Check out the MySQL thread in the user contributions... This will allow you to read/write to your database.
Posted By: Excessus
Re: Server search? - 02/26/07 14:59
I've made such a system for a client once.
What I did was create a few php scripts that fetch the list of servers (with an optional selection, like only deathmatch games), add a server to the list, remove a server from the list (note that you will also have to put in a timeout for servers that 'forget' to remove themselves from the list.
Then just run those scripts on a webserver with a database and call those webpages from c-script with the GSHTTP plugin (search for it).
If you go with the MySQL plugin, make sure you give the database user only the privileges it needs, because the MySQL plugin sends entire queries to the server. A hacker might send a query that corrupts your database. If you use the php approach, you can disallow TCP traffic for your database, so that only the queries that are created by your php script can be executed (still have to be carefull with SQL injection then!).
Posted By: Excessus
Re: Server search? - 03/04/07 12:27
I used MySQL. A flatfile system should work fine aswell (don't see any disadvantage unless the load becomes very high). I chose to go with MySQL because I knew SQL but not php at that time, so this seemed the easyest. I still think building SQL queries is easyer than "file fidling".
You should store the datetime in a column and remove those rows who where created more than x seconds/minutes ago, where x is either a static number or a setting that the client can be set within some range by the client. There are datetime compare functions in SQL databases, but for your flatfile system I would just use the system time and count seconds/minutes.
The problem is probably WHEN to do this removal. To always get an up to date list, you must remove all outdated rows before retrieval. In your case, you'll have to check all the rows and remove all outdated ones and then return the rest.
If you expect a very high load on this server, a more efficient but less accurate solution is to only remove rows once every x retrievals (use a counter). You can probably also remove outdated rows periodically, without client interaction but I don't know how.

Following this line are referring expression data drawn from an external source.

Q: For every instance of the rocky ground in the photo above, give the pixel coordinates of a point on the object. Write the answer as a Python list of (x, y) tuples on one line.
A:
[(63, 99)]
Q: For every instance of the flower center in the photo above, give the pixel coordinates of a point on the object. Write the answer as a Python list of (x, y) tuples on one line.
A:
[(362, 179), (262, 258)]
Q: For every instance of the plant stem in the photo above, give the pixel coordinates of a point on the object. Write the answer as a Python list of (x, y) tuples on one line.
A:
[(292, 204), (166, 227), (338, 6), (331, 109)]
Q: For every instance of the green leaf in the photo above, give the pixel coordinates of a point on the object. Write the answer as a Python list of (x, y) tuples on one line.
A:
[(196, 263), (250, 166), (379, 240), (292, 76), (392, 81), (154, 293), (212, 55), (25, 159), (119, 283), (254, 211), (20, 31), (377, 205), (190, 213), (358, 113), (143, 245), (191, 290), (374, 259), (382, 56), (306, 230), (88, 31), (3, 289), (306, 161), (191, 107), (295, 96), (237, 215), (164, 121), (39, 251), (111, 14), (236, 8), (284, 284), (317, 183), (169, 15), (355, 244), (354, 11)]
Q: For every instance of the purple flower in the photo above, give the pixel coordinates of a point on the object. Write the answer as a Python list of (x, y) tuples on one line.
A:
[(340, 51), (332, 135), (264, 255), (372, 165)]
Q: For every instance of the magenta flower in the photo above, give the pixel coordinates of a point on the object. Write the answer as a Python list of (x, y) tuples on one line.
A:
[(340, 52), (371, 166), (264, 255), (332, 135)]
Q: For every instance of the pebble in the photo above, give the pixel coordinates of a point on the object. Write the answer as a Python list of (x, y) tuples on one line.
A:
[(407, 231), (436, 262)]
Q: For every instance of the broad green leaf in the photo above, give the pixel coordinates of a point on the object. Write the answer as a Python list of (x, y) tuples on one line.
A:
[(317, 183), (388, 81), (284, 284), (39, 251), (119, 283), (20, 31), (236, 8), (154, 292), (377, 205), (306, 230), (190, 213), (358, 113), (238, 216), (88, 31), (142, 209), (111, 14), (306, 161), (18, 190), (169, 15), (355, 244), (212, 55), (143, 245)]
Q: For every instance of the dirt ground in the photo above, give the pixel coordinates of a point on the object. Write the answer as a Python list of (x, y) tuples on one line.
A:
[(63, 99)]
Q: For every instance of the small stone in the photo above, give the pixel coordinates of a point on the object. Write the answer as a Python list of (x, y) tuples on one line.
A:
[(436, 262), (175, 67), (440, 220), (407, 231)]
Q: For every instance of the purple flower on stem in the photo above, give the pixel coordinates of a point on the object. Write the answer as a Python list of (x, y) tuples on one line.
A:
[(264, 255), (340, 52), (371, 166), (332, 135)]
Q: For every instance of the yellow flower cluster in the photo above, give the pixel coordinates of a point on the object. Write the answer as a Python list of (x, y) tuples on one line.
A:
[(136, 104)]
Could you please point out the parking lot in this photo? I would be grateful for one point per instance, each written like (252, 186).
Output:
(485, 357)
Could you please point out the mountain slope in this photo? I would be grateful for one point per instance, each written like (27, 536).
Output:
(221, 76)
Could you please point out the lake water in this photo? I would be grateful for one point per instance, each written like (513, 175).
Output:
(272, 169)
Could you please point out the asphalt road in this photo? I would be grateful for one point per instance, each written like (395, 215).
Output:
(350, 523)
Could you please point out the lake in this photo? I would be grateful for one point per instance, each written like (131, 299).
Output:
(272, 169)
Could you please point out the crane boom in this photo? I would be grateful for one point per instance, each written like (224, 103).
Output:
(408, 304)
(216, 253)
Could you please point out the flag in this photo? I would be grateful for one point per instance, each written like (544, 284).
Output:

To improve on this system, you could add a php file that removes a certain client at any given time and let the game server (not the central server) call this when it cancels the game. This does raise security concerns (anyone can use this php file, even from a browser, with any parameters) so you might want to add a random password that is decided by the game server when it joins.
You could also add a way to 'report' crashed/disconnected game servers. If you try to connect to a server from the list and it doesn't work, report that to the central server. The central server checks if it indeed can't connected and removes it if it really crashed/disconnected.
Good luck
Posted By: fastlane69
Re: Server search? - 03/04/07 16:34
I don't know php but we've been using MySql for close to a year and I have to say it is the way to go. The MySql plugin is great (has a small memory leak but nothing major), MySql is free, and it's actually easy to setup and use!
Not adding much to the discussion here except to say that if you can, take the time to play with MySql and use it instead of a flatfile system whenever you can... whatever time you spend learning it will pay off in droves in the future in terms of lowered development times and increased performance.